Context: Ambulatory blood pressure (ABP) monitoring is used increasingly in clinical practice, but how it affects treatment of blood pressure has not been determined.
Objective: To compare conventional blood pressure (CBP) measurement and ABP measurement in the management of hypertensive patients.
Design: Multicenter, randomized, parallel-group trial.
Setting: Family practices and outpatient clinics at regional and university hospitals.
Participants: A total of 419 patients (> or =18 years), whose untreated diastolic blood pressure (DBP) on CBP measurement averaged 95 mm Hg or higher, randomized to CBP or ABP arms.
Interventions: Antihypertensive drug treatment was adjusted in a stepwise fashion based on either the average daytime (from 10 AM to 8 PM) ambulatory DBP (n=213) or the average of 3 sitting DBP readings (n=206). If the DBP guiding treatment was above (>89 mm Hg), at (80-89 mm Hg), or below (<80 mm Hg) target, 1 physician blinded to the patients' randomization intensified antihypertensive treatment, left it unchanged, or reduced it, respectively.
Main outcome measures: The CBP and ABP levels, intensity of drug treatment, electrocardiographic and echocardiographic left ventricular mass, symptoms reported by questionnaire, and cost.

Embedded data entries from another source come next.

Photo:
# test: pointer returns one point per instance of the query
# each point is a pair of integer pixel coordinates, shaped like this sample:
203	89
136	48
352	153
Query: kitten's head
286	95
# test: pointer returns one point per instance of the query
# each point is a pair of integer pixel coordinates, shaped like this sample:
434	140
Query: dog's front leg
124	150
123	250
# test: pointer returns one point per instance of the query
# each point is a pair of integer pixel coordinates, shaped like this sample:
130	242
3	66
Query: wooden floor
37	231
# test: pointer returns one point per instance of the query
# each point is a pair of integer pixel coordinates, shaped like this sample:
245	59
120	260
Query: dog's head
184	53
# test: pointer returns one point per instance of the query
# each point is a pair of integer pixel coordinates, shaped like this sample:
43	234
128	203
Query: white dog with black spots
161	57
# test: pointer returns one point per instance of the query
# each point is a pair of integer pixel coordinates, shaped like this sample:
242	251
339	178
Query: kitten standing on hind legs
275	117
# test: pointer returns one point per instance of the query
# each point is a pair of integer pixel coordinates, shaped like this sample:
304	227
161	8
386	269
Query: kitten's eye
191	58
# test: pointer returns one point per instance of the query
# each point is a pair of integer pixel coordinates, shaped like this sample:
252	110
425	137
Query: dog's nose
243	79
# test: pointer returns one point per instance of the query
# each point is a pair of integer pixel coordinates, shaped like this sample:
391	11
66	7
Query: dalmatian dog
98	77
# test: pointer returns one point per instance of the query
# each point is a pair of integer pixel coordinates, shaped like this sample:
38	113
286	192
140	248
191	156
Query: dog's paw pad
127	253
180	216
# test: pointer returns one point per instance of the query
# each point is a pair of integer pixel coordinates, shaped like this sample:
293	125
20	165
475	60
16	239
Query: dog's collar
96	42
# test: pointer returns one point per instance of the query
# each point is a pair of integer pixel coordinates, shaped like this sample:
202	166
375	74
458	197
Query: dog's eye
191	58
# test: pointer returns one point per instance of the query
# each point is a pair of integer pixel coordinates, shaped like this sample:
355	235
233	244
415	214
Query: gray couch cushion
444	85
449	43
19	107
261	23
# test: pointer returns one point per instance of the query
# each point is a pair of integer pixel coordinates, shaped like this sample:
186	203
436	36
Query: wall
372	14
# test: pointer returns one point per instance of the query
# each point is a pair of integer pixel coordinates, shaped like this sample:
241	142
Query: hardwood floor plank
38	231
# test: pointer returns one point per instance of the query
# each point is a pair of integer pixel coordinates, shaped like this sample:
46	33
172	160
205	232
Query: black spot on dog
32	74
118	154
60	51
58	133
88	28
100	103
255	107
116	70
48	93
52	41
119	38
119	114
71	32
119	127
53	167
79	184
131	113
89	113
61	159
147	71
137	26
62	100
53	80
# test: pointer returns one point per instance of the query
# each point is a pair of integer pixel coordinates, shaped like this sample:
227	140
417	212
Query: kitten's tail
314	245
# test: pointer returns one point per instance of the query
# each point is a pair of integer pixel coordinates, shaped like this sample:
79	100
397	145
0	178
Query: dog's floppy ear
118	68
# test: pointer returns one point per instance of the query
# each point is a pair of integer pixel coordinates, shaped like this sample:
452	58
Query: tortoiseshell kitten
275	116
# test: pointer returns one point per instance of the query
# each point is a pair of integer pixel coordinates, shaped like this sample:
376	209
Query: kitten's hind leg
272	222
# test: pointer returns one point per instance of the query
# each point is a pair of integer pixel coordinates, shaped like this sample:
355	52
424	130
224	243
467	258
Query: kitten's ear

Results: At the end of the study (median follow-up, 182 days; 5th to 95th percentile interval, 85-258 days), more ABP than CBP patients had stopped antihypertensive drug treatment (26.3% vs 7.3%; P<.001), and fewer ABP patients had progressed to sustained multiple-drug treatment (27.2% vs 42.7%; P<.001). The final CBP and 24-hour ABP averaged 144.1/89.9 mm Hg and 129.4/79.5 mm Hg in the ABP group and 140.3/89.6 mm Hg and 128.0/79.1 mm Hg in the CBP group. Left ventricular mass and reported symptoms were similar in the 2 groups. The potential savings in the ABP group in terms of less intensive drug treatment and fewer physician visits were offset by the costs of ABP monitoring.
Conclusions: Adjustment of antihypertensive treatment based on ABP monitoring instead of CBP measurement led to less intensive drug treatment with preservation of blood pressure control, general well-being, and inhibition of left ventricular enlargement but did not reduce the overall costs of antihypertensive treatment.